性に関する行為や振る舞いというものは、本来配偶者や恋人といった非常に親しい間柄や、性風俗産業のような表からは見えない隔離された中で行われる行為で、それをおおっぴらに表に出すことはほとんどありません。
上記のようなことが自力で出来ない重度の障害を持つ人に対して必要なのが性の介護なのですが、現在では仕方なく提供される介助であり、必要悪的な存在となっています。
性の介護は性的な欲求を満たすためだけのものでもありませんし、一部の特殊な世界での出来事でもありません。
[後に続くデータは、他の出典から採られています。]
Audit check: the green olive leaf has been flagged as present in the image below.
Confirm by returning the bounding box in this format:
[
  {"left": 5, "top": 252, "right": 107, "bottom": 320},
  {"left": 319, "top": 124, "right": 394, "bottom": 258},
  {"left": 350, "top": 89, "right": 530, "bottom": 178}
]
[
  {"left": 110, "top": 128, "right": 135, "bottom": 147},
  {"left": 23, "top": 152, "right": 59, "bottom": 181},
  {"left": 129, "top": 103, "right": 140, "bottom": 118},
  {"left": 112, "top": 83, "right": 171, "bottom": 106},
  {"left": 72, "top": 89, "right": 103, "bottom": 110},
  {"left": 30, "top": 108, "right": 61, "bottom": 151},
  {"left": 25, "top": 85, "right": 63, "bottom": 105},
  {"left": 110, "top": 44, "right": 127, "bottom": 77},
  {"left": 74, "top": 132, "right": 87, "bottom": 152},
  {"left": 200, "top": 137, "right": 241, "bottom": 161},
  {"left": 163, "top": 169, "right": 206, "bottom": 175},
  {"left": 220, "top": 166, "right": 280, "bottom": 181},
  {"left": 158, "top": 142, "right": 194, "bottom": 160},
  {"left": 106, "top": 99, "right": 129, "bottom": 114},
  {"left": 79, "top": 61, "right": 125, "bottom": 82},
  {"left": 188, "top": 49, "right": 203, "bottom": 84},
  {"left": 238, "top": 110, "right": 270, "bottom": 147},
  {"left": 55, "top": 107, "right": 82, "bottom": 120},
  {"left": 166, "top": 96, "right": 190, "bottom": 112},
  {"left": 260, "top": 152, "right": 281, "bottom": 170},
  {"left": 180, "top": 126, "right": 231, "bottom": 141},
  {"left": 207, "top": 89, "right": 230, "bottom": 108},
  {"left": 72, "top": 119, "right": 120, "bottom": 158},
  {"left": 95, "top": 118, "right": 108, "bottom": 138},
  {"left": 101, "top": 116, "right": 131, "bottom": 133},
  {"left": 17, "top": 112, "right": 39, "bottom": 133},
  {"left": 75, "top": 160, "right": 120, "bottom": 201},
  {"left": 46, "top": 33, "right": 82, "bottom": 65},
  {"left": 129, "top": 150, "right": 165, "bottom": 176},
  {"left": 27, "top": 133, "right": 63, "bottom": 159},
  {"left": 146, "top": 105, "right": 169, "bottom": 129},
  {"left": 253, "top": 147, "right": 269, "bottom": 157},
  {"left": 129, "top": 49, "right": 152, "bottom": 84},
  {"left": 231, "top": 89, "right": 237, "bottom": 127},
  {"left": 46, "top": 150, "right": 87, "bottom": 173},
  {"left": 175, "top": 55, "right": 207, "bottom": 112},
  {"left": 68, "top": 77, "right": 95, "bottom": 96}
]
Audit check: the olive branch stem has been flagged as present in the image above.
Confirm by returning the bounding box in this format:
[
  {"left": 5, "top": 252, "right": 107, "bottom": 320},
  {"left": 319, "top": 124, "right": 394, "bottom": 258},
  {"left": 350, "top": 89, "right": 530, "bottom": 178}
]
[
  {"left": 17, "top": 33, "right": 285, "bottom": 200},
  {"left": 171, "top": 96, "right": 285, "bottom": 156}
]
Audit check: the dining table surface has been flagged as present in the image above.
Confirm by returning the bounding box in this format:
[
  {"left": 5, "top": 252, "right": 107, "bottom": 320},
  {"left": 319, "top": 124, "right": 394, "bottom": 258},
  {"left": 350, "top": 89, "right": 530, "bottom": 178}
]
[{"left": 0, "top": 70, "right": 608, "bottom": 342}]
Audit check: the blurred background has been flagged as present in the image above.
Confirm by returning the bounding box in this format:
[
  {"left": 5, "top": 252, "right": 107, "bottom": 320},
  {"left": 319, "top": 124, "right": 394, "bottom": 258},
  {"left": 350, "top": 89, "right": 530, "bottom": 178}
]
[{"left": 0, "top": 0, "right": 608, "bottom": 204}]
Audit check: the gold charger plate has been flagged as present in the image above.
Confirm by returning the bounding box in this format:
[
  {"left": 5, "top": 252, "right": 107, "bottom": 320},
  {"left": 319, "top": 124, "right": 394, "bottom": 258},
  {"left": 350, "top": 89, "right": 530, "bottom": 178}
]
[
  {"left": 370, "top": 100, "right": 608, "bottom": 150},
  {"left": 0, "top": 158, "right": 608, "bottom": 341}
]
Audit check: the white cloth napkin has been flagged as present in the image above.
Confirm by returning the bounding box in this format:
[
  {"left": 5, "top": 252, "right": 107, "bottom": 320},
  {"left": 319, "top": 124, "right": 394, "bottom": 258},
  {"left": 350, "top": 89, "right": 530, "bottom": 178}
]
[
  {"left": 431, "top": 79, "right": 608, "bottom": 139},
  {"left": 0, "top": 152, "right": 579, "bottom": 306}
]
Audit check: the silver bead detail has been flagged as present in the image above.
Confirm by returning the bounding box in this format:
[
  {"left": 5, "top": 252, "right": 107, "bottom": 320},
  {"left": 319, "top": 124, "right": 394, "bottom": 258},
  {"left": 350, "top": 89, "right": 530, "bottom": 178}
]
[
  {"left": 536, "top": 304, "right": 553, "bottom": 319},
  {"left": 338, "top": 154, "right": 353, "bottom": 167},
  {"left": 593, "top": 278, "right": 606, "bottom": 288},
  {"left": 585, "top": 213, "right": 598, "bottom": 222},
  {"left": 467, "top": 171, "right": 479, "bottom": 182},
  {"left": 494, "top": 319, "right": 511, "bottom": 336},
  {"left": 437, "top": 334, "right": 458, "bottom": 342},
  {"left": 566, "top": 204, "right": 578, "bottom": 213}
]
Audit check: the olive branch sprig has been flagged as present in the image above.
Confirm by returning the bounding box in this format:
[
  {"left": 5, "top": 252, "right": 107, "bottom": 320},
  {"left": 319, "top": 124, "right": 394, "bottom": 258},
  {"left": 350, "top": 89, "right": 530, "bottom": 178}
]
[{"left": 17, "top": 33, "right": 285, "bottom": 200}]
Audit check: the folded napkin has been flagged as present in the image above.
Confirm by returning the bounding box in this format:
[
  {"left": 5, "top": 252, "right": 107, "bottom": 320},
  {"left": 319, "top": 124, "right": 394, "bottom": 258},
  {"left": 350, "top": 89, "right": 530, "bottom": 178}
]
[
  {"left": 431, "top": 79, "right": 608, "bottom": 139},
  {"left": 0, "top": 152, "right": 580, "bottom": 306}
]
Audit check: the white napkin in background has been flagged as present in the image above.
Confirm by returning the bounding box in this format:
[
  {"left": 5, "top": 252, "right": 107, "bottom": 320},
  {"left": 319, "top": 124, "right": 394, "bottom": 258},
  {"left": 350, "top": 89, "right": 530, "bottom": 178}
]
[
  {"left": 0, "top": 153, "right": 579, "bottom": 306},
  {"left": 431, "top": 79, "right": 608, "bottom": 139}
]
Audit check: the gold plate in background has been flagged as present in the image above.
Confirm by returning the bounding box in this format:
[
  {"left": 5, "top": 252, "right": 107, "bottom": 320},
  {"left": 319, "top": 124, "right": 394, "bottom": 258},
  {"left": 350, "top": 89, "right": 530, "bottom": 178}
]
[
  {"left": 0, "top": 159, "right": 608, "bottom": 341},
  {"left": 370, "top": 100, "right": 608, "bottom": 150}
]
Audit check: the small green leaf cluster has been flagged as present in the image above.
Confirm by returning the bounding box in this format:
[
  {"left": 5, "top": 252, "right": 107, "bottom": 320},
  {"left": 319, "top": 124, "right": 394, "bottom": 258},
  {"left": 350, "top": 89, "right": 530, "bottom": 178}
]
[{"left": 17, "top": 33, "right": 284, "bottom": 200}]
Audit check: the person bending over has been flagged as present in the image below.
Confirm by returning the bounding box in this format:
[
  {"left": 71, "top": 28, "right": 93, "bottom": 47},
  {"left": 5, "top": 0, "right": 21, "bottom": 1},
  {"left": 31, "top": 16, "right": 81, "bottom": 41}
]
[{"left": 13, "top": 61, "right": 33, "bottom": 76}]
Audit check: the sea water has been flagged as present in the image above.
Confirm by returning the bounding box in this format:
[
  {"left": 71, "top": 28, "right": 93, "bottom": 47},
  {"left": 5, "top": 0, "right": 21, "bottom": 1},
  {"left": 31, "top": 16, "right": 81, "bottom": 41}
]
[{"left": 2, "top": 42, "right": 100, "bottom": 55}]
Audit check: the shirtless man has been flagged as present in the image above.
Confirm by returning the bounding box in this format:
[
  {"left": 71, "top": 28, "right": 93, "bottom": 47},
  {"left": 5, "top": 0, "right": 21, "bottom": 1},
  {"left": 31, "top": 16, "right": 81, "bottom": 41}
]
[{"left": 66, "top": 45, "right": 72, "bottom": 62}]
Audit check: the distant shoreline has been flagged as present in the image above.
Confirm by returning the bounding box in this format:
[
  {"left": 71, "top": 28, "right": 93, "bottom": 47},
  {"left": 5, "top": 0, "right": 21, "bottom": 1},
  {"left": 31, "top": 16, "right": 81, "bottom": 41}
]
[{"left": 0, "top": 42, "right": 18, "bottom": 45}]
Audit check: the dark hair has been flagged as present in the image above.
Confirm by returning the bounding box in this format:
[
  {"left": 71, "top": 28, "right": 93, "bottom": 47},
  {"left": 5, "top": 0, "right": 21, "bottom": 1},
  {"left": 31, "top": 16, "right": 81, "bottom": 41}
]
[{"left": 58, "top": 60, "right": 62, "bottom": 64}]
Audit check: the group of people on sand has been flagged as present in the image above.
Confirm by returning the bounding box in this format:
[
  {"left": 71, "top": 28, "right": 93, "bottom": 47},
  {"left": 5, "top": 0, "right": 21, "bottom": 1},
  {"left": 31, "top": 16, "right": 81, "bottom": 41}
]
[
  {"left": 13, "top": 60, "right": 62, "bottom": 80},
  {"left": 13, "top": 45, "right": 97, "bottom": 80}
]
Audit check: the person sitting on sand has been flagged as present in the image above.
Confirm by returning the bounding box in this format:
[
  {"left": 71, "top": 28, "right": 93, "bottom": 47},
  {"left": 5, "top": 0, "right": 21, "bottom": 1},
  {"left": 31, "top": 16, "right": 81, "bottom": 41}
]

世間から隠れるようにこそこそと行うようなものではないのです。
障害を抱えている人が性的な欲求を持つことは人として当然のことであり、汚くも恥ずかしくもありません。
人として当然のことを当たり前の方法でケア出来る環境が必要になります。
また、現在高齢化が進んでおり、晩年に病気や障害を抱えるケースが増えています。
それは障害の問題が限られた一部の人、自分とは関係のない世界の人の問題ではなく、将来の自分自身の問題であり、社会全体の問題ではないでしょうか。
この問題から目を背けたり、反社会的な性風俗産業などに押しつけたところで解決はしないでしょう。
障害者の性に関する問題を一部の人の特殊な問題としてではなく、自分自信、社会全体の問題として捉え、全ての人の尊厳と自立を守るために性ケアの社会性を確立することが最優先事項でしょう。